Ma c’è l’alunno lì di fronte, con cui costruire, con cui dialogare è possibile.
La sfida educativa è prima di tutto affettiva. Poi i contenuti seguono, e diventano primari. Ma senza una relazione tra gli agenti del processo formativo non si costruisce un sapere, cade tutto in una distanza.
Allora vale la pena incontrarsi tra i banchi, scambiandosi una scuola che è fatta di condivisione, di guardarsi reciprocamente prima come persone, pensando chi è lì di fronte capace. Capace di apprendere e restituire, arricchito, il sapere.
Pensare una scuola che valorizza le risorse di ognuno è possibile. Rinforzare l’importanza che ognuno ha nella costruzione della scuola, anche.
Lasciare spazio ai linguaggi creativi, all’espressività di ognuno, restituendogli un’immagine di cittadino portatore di senso, capace di innovazione, contribuisce a far crescere individui che si percepiscono capaci di incidere sulla realtà, apportandovi il proprio contribuito.
Ben vengano tutti i sistemi di comunicazione che valorizzano le qualità degli studenti.

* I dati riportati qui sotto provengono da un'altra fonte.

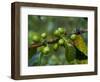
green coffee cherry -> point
(36, 38)
(61, 41)
(46, 50)
(43, 35)
(61, 30)
(73, 36)
(56, 46)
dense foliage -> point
(56, 40)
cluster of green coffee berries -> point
(59, 33)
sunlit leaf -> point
(80, 44)
(70, 52)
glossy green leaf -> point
(69, 52)
(80, 44)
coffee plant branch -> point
(35, 45)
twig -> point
(35, 45)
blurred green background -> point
(40, 24)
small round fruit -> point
(36, 38)
(61, 41)
(55, 46)
(61, 30)
(43, 35)
(73, 36)
(56, 33)
(46, 50)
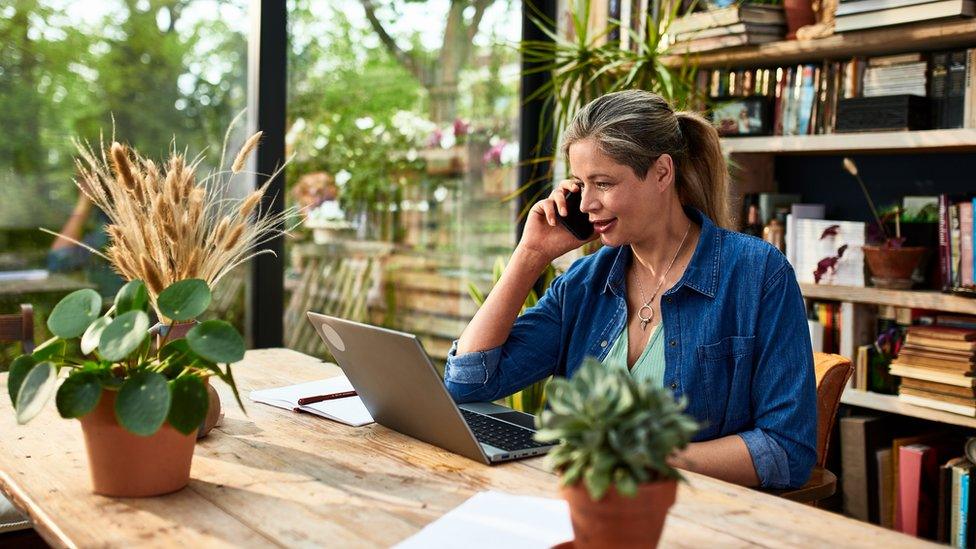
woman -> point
(714, 315)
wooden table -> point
(277, 478)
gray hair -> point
(635, 127)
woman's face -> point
(620, 205)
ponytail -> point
(702, 179)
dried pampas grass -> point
(166, 225)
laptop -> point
(397, 382)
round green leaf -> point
(132, 297)
(184, 300)
(123, 335)
(79, 394)
(190, 403)
(74, 313)
(35, 391)
(18, 371)
(143, 403)
(216, 341)
(89, 341)
(54, 347)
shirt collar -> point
(701, 274)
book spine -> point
(938, 71)
(945, 274)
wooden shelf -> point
(917, 299)
(888, 40)
(872, 142)
(890, 403)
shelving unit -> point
(873, 142)
(915, 299)
(890, 403)
(889, 40)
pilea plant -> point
(115, 352)
(612, 430)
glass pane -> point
(404, 131)
(159, 73)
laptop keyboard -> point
(499, 434)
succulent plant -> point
(613, 430)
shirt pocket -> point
(726, 369)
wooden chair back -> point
(19, 328)
(832, 372)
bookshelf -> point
(888, 40)
(958, 140)
(890, 403)
(916, 299)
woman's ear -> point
(661, 173)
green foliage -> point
(154, 386)
(612, 430)
(587, 66)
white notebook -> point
(348, 410)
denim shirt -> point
(737, 345)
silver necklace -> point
(640, 287)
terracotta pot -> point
(126, 465)
(799, 13)
(618, 521)
(893, 267)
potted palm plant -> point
(140, 405)
(615, 437)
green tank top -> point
(649, 367)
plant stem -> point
(874, 210)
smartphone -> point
(577, 222)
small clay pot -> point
(619, 521)
(893, 267)
(126, 465)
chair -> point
(19, 327)
(832, 372)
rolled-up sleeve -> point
(530, 354)
(783, 442)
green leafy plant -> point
(587, 65)
(612, 430)
(115, 352)
(532, 398)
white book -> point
(348, 410)
(969, 411)
(906, 14)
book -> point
(884, 496)
(939, 332)
(960, 409)
(349, 410)
(905, 14)
(738, 28)
(918, 471)
(958, 380)
(743, 13)
(861, 6)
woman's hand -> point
(543, 234)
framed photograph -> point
(742, 116)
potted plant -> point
(615, 438)
(140, 405)
(891, 263)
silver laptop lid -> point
(398, 384)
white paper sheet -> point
(348, 410)
(496, 519)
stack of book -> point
(895, 75)
(739, 25)
(936, 365)
(868, 14)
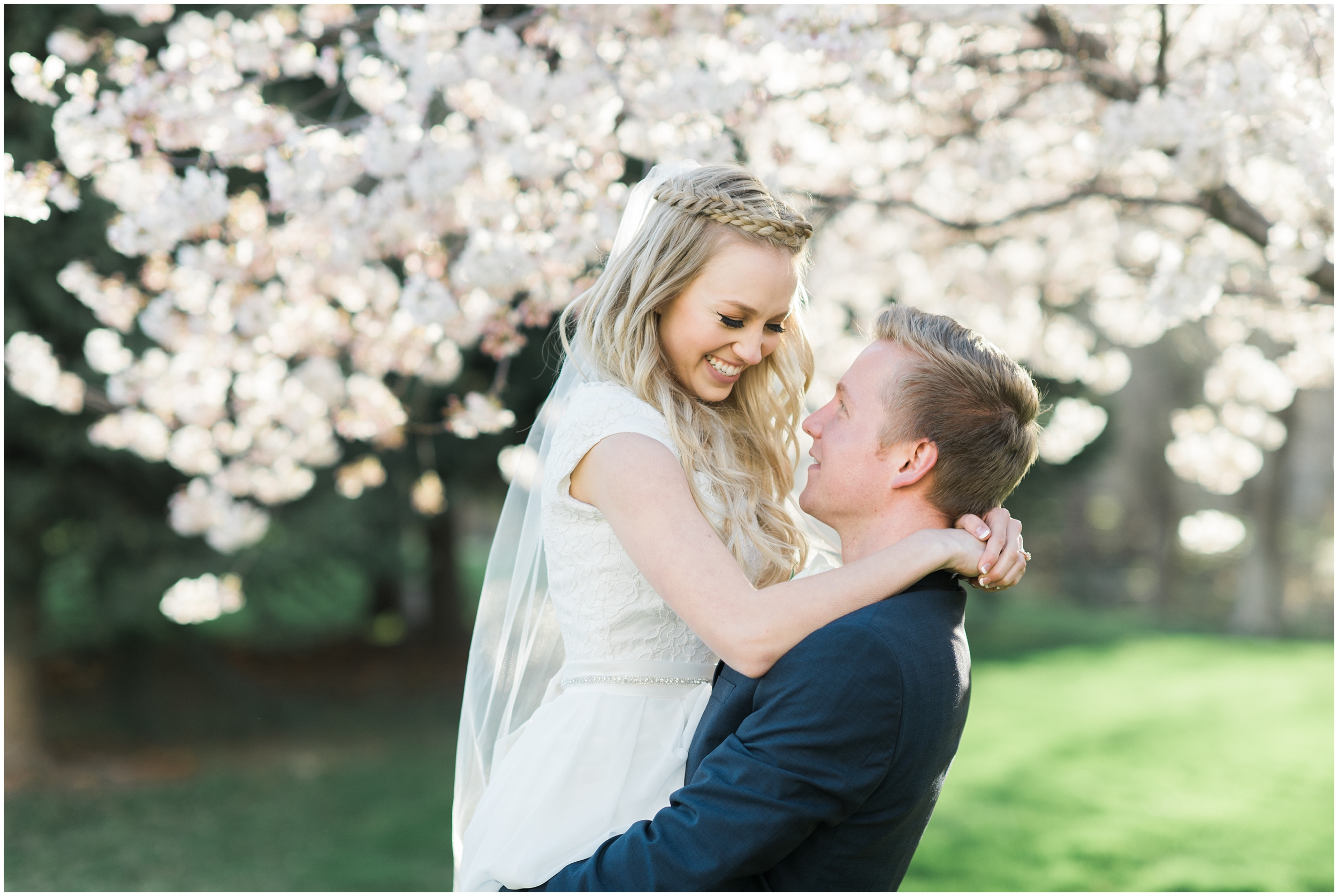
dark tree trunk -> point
(25, 755)
(448, 625)
(1258, 606)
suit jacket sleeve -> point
(819, 740)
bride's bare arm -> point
(641, 490)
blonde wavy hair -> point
(746, 446)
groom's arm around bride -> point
(822, 774)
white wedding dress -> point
(609, 742)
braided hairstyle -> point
(726, 210)
(739, 454)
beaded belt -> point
(632, 680)
(635, 672)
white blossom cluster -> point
(1211, 533)
(1056, 178)
(204, 599)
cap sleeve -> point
(595, 412)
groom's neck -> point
(862, 537)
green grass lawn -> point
(1183, 763)
(1166, 764)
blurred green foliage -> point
(1152, 763)
(1165, 764)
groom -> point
(822, 774)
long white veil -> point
(517, 647)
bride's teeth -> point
(720, 366)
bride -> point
(655, 537)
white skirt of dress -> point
(605, 749)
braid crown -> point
(731, 212)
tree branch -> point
(1090, 52)
(1162, 52)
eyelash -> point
(736, 324)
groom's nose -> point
(812, 426)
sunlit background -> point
(279, 293)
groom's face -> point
(852, 475)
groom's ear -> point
(914, 459)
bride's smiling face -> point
(729, 317)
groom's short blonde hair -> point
(968, 398)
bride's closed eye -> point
(736, 324)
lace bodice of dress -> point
(605, 606)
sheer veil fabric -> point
(517, 648)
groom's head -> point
(930, 417)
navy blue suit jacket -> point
(818, 776)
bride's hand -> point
(1004, 561)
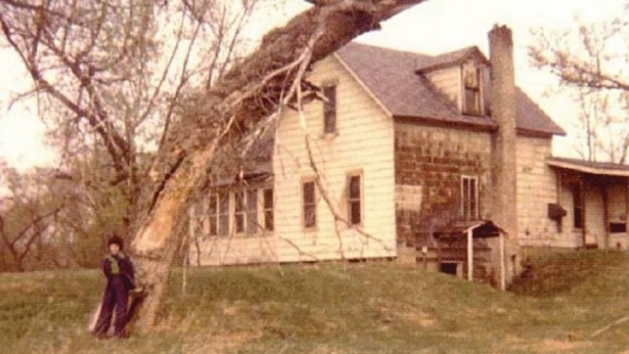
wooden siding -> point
(618, 199)
(448, 82)
(430, 163)
(207, 250)
(363, 143)
(595, 225)
(536, 187)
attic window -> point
(469, 198)
(471, 90)
(329, 109)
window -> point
(354, 212)
(252, 212)
(223, 214)
(268, 209)
(309, 204)
(329, 109)
(577, 202)
(471, 90)
(213, 214)
(239, 212)
(469, 198)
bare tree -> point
(232, 108)
(590, 63)
(109, 75)
(28, 214)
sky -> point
(433, 27)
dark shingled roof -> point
(391, 77)
(450, 58)
(593, 167)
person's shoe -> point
(122, 335)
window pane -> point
(238, 199)
(252, 212)
(268, 220)
(473, 196)
(329, 109)
(223, 219)
(268, 210)
(308, 192)
(472, 101)
(268, 199)
(213, 214)
(310, 215)
(354, 187)
(578, 218)
(310, 208)
(354, 215)
(239, 223)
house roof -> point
(451, 58)
(479, 229)
(390, 75)
(591, 167)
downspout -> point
(605, 193)
(470, 255)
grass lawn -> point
(335, 308)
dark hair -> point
(116, 240)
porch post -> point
(470, 255)
(503, 282)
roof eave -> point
(539, 133)
(599, 171)
(446, 123)
(362, 84)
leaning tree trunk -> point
(249, 92)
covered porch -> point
(474, 250)
(593, 203)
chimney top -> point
(502, 33)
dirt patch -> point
(556, 345)
(219, 343)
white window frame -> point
(465, 199)
(361, 199)
(303, 203)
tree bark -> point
(249, 92)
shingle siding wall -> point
(429, 164)
(364, 144)
(536, 188)
(206, 250)
(448, 82)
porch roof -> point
(590, 167)
(479, 228)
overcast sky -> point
(435, 26)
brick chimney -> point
(503, 111)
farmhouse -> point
(440, 159)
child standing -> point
(120, 279)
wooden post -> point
(503, 283)
(470, 255)
(605, 193)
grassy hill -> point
(337, 308)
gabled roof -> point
(451, 58)
(591, 167)
(390, 75)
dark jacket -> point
(119, 269)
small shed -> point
(478, 246)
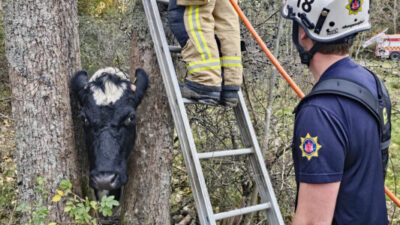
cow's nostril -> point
(106, 181)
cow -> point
(109, 101)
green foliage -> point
(82, 211)
(38, 211)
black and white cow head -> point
(109, 101)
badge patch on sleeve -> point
(309, 146)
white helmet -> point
(329, 20)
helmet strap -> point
(305, 56)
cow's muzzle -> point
(105, 181)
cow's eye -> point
(129, 120)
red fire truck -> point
(387, 46)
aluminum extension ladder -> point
(191, 156)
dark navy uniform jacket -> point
(336, 139)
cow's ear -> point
(79, 84)
(141, 84)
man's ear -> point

L’insegnante può cogliere la modernità come possibilità e trasformala in alleata, inserendo contenuti nei contenitori familiari agli alunni. Parlare con il loro linguaggio per insegnarne uno più antico, mescolandolo. Da quest'anno inoltre la vera novità assoluta è quella del registro elettronico. Addio registri blu, feticcio a cui ogni docente si aggrappava ogni mattina, testimone fedele del proprio lavoro, magazzino di voti, annotazioni, e timori degli alunni. Ora l'insegnante si dovrà modernizzare e adeguarsi al digitale. E così facendo si avvicinerà ai mezzi usati con disinvoltura dai nativi digitali, gli studenti.
Solo una scuola che guarda, ascolta con attenzione e parte da quello che c’è può aspettarsi frutti. Altrimenti si diventa depositari sterili.
Una scuola dove si sta bene passa dall’apprezzamento. Degli uni e degli altri.